Aouad commençait à perdre pied et rentrait dans une pauvreté erratique où le seul soutien de J. Wardé n’était que financier quand ce dont il avait vraiment besoin était plus un écho et un rapport personnel, une structuration intellectuelle. Tout se délitait aussi autour de lui par la médiocrité des personnes qu’il voyait.
Malgré tout le romantisme possible de Paris, n’est pas Lautrec qui veut par la seule identification autobiographique. Il risquait de plus en plus de basculer dans un parisianisme misérabilisant ou pittoresque qui ne dérivait ni de Buffet ni de Gruber mais du lointain écho de la légèreté de Cyr.

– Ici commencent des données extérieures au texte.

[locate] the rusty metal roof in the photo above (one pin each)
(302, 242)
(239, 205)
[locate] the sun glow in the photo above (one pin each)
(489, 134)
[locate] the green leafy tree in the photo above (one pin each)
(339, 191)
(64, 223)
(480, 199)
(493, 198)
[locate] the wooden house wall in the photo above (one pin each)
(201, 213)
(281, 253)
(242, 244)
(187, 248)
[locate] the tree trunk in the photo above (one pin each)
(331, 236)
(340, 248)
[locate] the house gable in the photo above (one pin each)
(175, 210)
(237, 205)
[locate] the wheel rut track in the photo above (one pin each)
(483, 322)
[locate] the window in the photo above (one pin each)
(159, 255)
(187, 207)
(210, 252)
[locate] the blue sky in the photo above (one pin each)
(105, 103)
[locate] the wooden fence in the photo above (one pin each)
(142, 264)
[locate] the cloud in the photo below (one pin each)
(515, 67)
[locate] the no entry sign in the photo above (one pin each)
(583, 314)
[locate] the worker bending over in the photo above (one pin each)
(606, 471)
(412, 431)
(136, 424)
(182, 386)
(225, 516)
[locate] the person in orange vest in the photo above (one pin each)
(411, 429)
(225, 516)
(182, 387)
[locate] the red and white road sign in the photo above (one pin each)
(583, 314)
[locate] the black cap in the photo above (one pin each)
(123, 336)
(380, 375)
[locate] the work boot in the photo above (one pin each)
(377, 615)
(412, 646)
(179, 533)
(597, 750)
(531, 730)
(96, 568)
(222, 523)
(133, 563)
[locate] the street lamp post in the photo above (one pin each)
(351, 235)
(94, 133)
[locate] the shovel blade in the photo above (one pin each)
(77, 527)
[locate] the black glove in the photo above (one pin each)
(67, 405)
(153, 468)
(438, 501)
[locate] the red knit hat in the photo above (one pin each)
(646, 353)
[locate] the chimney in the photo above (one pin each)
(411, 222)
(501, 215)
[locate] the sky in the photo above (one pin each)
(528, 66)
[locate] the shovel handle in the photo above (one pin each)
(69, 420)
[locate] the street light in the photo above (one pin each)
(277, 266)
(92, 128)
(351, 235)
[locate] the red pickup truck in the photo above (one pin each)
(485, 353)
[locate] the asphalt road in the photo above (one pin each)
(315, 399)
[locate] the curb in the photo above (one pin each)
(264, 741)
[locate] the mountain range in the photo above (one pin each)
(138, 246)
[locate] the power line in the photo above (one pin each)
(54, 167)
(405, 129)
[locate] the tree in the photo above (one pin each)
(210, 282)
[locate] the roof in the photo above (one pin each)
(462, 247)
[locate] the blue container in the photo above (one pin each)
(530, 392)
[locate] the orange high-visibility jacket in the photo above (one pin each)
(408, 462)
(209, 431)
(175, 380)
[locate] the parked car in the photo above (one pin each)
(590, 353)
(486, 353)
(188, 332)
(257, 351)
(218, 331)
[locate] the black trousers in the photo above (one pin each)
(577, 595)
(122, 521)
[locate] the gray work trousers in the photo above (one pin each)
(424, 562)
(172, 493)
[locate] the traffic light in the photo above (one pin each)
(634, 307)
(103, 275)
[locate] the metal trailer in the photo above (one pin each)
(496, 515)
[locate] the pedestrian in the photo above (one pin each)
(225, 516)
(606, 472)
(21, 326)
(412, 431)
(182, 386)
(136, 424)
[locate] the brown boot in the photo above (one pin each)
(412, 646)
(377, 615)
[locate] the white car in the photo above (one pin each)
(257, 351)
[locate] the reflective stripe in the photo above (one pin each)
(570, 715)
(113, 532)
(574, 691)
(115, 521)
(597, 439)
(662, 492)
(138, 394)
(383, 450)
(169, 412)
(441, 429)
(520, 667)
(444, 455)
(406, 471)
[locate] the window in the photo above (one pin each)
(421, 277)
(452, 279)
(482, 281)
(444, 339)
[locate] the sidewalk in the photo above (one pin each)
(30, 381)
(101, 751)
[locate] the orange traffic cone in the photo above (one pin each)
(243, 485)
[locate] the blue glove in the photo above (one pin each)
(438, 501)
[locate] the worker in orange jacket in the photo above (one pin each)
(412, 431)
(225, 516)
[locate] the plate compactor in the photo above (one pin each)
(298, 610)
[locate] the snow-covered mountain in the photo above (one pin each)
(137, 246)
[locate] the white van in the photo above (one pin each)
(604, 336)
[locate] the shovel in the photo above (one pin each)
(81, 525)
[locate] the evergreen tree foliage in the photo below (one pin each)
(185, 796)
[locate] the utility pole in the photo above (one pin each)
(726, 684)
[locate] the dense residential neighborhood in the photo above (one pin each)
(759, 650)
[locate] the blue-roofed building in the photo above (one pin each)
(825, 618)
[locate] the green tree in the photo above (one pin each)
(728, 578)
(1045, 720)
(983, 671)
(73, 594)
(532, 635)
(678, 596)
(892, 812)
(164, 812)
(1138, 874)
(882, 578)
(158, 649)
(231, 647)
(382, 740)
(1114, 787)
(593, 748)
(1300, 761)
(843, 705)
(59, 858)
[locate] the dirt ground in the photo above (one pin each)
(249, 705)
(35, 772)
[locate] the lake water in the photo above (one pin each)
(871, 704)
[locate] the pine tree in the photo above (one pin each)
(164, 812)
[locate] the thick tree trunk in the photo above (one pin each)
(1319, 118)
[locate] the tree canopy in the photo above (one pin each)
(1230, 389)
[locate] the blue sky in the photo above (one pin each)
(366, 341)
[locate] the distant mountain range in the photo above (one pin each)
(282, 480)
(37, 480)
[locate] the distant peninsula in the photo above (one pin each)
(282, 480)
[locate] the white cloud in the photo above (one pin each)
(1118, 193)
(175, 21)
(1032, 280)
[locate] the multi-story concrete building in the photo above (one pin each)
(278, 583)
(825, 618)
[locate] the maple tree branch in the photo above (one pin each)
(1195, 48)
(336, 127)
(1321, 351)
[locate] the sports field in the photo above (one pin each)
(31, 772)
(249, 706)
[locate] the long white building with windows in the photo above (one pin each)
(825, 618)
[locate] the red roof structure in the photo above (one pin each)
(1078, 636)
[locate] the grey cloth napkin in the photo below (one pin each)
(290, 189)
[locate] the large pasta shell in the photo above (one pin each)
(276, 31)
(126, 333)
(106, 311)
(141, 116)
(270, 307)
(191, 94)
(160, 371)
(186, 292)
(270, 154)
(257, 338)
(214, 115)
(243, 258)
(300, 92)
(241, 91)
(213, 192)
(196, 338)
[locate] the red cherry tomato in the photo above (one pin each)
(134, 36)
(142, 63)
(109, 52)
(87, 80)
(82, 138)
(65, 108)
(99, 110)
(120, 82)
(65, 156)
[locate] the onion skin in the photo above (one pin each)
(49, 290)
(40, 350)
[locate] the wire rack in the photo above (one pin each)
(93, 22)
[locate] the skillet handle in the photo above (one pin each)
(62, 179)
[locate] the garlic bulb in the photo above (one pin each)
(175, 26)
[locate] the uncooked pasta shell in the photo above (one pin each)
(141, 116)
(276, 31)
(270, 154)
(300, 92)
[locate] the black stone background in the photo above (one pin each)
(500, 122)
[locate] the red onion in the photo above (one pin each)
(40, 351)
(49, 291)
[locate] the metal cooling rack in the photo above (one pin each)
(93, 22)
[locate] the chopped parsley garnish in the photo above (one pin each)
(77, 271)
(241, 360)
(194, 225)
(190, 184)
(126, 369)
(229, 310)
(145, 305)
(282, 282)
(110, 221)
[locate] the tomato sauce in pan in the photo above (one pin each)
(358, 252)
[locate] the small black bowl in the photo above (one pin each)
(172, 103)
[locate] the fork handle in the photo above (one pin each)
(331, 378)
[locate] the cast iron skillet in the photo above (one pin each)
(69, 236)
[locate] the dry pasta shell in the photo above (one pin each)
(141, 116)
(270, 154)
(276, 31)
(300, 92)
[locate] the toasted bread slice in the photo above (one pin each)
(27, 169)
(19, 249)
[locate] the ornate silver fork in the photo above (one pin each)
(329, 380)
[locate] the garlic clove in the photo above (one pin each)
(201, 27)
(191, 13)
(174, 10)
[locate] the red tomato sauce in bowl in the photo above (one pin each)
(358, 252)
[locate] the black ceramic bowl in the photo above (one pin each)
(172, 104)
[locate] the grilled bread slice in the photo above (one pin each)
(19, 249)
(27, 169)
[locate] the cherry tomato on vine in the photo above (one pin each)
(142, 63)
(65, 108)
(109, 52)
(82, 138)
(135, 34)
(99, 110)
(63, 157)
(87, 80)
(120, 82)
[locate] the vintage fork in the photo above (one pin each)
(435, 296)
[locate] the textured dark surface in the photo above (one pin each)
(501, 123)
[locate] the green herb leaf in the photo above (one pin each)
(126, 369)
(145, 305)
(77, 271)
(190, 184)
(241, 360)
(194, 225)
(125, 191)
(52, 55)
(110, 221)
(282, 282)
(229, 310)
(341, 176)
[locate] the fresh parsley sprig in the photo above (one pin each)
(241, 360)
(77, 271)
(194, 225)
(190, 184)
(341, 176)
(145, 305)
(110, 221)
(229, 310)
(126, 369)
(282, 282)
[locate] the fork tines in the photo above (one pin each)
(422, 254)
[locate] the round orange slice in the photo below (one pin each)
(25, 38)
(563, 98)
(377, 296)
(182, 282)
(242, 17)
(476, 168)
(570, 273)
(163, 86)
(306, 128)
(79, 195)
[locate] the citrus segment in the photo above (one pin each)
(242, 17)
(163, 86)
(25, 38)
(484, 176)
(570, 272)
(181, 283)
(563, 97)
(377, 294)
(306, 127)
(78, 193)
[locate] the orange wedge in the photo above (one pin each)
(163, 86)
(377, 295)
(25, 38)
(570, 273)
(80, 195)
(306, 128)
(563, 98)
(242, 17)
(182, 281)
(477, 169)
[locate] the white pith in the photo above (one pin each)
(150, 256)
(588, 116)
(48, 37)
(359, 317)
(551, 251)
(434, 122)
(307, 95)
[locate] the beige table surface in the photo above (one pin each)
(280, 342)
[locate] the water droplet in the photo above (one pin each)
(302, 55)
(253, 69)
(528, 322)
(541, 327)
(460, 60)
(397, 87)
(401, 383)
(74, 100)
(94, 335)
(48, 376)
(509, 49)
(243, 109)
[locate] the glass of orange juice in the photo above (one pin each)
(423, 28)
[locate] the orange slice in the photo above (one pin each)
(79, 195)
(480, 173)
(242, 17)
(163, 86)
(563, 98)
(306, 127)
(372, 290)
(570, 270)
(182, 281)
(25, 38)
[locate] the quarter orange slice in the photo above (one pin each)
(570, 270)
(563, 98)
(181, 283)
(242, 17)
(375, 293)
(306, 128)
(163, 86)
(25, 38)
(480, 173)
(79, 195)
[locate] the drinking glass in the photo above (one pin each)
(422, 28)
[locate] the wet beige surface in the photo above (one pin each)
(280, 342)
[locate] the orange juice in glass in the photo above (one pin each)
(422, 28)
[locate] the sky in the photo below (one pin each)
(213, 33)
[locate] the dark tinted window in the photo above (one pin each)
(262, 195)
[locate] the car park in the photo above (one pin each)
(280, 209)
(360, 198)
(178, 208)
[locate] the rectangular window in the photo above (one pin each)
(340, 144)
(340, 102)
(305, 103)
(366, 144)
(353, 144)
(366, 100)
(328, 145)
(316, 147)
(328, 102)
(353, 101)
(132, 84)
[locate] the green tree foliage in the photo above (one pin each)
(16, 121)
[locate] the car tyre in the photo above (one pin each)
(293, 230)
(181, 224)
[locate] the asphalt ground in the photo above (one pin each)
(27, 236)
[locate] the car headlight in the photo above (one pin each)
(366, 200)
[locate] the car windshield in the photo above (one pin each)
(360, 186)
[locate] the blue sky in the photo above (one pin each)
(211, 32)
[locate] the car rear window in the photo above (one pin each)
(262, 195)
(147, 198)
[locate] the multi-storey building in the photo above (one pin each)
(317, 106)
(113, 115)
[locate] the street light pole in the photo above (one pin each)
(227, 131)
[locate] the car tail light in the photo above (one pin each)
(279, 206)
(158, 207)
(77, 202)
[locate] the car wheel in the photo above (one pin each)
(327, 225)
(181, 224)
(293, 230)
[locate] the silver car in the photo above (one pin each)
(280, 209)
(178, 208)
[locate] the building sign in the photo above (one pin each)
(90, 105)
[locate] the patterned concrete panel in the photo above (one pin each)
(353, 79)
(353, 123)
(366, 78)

Cette légèreté venue de Cyr ne tenait ici que de l’agréable du rendu et de l’aquarelle. Il était inutile de chercher à fouiller plus loin, ce qui n’était que l’effleurement aquatique du réel. La cassure lui fut encore plus douloureuse par le retournement mondain d’Abboud. Il avait l’impression que non seulement son seul spectateur se retournait contre lui mais qu’il s’y plaçait en rivalité directe.
Le grec-orthodoxe de Mhaiteh se retournait contre le maronite de Jezzine, par la prise de conscience et l’élaboration de son statut de peintre. Abboud barra la route au statut de l’artiste maudit en traînant infiniment les pieds aux portes mentales des galeries. Bien plus même, il passait à ce moment-là à un statut de normalité des critères par les mensualités d’une galerie, une production régulière, un mariage et l’achat d’une voiture.
Cela était nouveau dans la peinture libanaise et dans ses perspectives. Les critères sociaux de réussite intégraient pleinement l’histoire de l’art libanais, non pas comme une tentative désespérée de normalisation, mais comme la garantie même de l’intégration sociale.
Tout cela, évidemment, arrivait au moment même où tout s’éloignait définitivement pour Aouad, porté à la fois par la dérive sociale et le refus de cette dérive. Il faut dire aussi que l’art d’Aouad était asocial malgré toutes ses variantes de foule et ses représentations de métro, café, bars ou scènes de rue.
Il semblait ne représenter les gens que pour mieux s’en éloigner et à la limite, ce n’était même que pour conjurer toute possibilité de réunion à quelque niveau que ce soit avec les autres êtres humains.
Ce qu’il comprit de Paris n’était donc que le métro, le café, le bar et la scène de rue, tous d’un voyeurisme de passage, une foule agglomérée et sans individus.
Aouad ne continua à peindre que par l’entêtement de peindre, ne se donnant pas plus les moyens de réfléchir, que ceux de répondre à cette brutalité du réel où la pauvreté avait trop beau rôle.
Sans aller jusqu’au métaphysique, le tout-entendu du personnage se laissait lentement enfermer dans une prison plus réelle qu’imaginaire. L’impasse est la forclusion du réel.
Couler dans ce désespoir où le réel ne vous fait plus signe, on ne peut même plus y répondre, au point que la représentation elle-même se délite dans une facilité du rendu qui tourne au procédé.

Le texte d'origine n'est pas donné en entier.